Abstract
Video
Declutter Problem Using MOGrip [1]
The proposed MOGrip is less affected by the order of objects when storing them. As a result, it overcomes the limitation of previous studies on multi-object grasping for decluttering, where the combination of objects that could be grasped at once was limited [2]. This allows for path planning of manipulator in declutter problem, rather than being constrained by grasp planning alone.
For decluttering, MOGrip moves to the locations of the objects and collects them one by one. The objective of path planning is to find the path that minimizes the manipulator’s travel distance or time. This problem is similar to the well-known Traveling Salesman Problem (TSP).
Differences Between Path Planning for Multi-Object Grasping and Conventional TSP
The key difference between the Traveling Salesman Problem (TSP) and multi-object grasping using MOGrip is the gripper’s limited storage capacity. When following the path obtained by solving TSP, the storage eventually becomes full, requiring the manipulator to perform additional round trips. As a result, the actual path becomes longer than the one derived from TSP (green lines in the figure).
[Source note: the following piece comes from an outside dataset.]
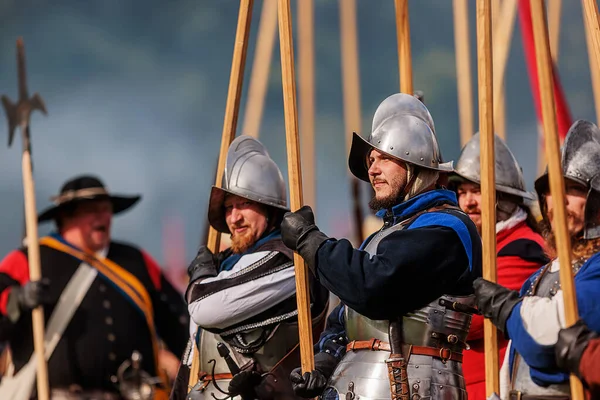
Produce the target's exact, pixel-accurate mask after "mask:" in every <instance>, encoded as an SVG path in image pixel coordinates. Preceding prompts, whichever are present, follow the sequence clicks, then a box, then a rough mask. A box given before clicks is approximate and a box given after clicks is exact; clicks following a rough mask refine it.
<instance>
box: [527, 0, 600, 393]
mask: <svg viewBox="0 0 600 400" xmlns="http://www.w3.org/2000/svg"><path fill="white" fill-rule="evenodd" d="M590 3H591V2H589V1H584V9H585V11H589V10H590V8H586V6H590V5H591V4H590ZM593 3H594V4H595V3H596V2H595V0H594V1H593ZM530 4H531V19H532V23H533V37H534V42H535V55H536V61H537V69H538V76H539V81H540V98H541V102H542V119H543V123H544V142H545V144H546V158H547V159H548V179H549V181H550V193H551V194H552V198H553V199H555V201H554V204H556V208H555V214H554V221H555V224H554V226H555V228H554V234H555V236H556V248H557V252H558V261H559V265H560V272H559V274H560V285H561V288H562V290H563V298H564V303H565V322H566V325H567V326H571V325H573V324H574V323H575V322H577V319H578V312H577V299H576V297H575V283H574V280H573V273H572V270H571V240H570V237H569V232H568V229H567V214H566V210H565V206H564V204H565V183H564V178H563V173H562V168H561V165H560V147H559V141H558V133H557V122H556V109H555V102H554V91H553V86H552V58H551V56H550V44H549V42H548V27H547V22H546V8H545V7H544V1H543V0H531V3H530ZM594 8H595V9H596V10H595V15H588V16H587V18H588V24H586V26H587V27H589V28H591V29H593V30H594V31H595V32H592V34H593V35H594V34H595V35H596V38H595V41H596V43H597V39H598V37H597V34H598V9H597V7H594ZM586 15H587V14H586ZM594 25H595V26H594ZM571 398H572V399H573V400H583V399H584V398H585V397H584V393H583V385H582V384H581V381H580V380H579V379H578V378H577V377H576V376H575V375H571Z"/></svg>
By incorporating the limited storage capacity into path planning, a shorter manipulator path can be obtained (blue lines in the figure). Accordingly, we propose TSP_Store, a method that solves TSP while considering the gripper’s storage constraints.
Storage Capacity
To develop TSP_Store, it is necessary to define the storage capacity of the proposed gripper. Whether the gripper can store all given objects depends on the space the objects occupy in the conveyor palm upon storage, which we define as occupied space. The occupied space is defined as the minimum space required that does not interfere with the storage of other objects. The size of the occupied space varies depending on the object’s diameter.
Path Planning Pipeline
For path planning, the object setting was captured by camera, and their positions and sizes were calculated through segmentation. Based on these calculated values, TSP_Store is utilized to find the minimum path.
Results
We compared the travel distance and decluttering process time of single-object grasping (SOG), multi-object grasping along the path obtained by TSP, and multi-object grasping along the path generated by TSP_Store. In terms of travel distance, the path generated using the TSP_Store method was 65.7% shorter than that of SOG and 15.9% shorter than that of TSP. Additionally, for the decluttering process time, the path generated using the TSP_Store method was 40.5% more efficient than SOG and 10.3% more efficient than TSP.
📌 Reference
[1] Jaemin Eom et al., “MOGrip: Gripper for multiobject grasping in pick-and-place tasks using translational movements of fingers,” Science Robotics, 9, eado3939(2024).
[2] W. C. Agboh et al., “Learning to Efficiently Plan Robust Frictional Multi-Object Grasps,” 2023 IEEE/RSJ International Conference on Intelligent Robots and Systems (IROS), Detroit, MI, USA, 2023, pp. 10660-10667.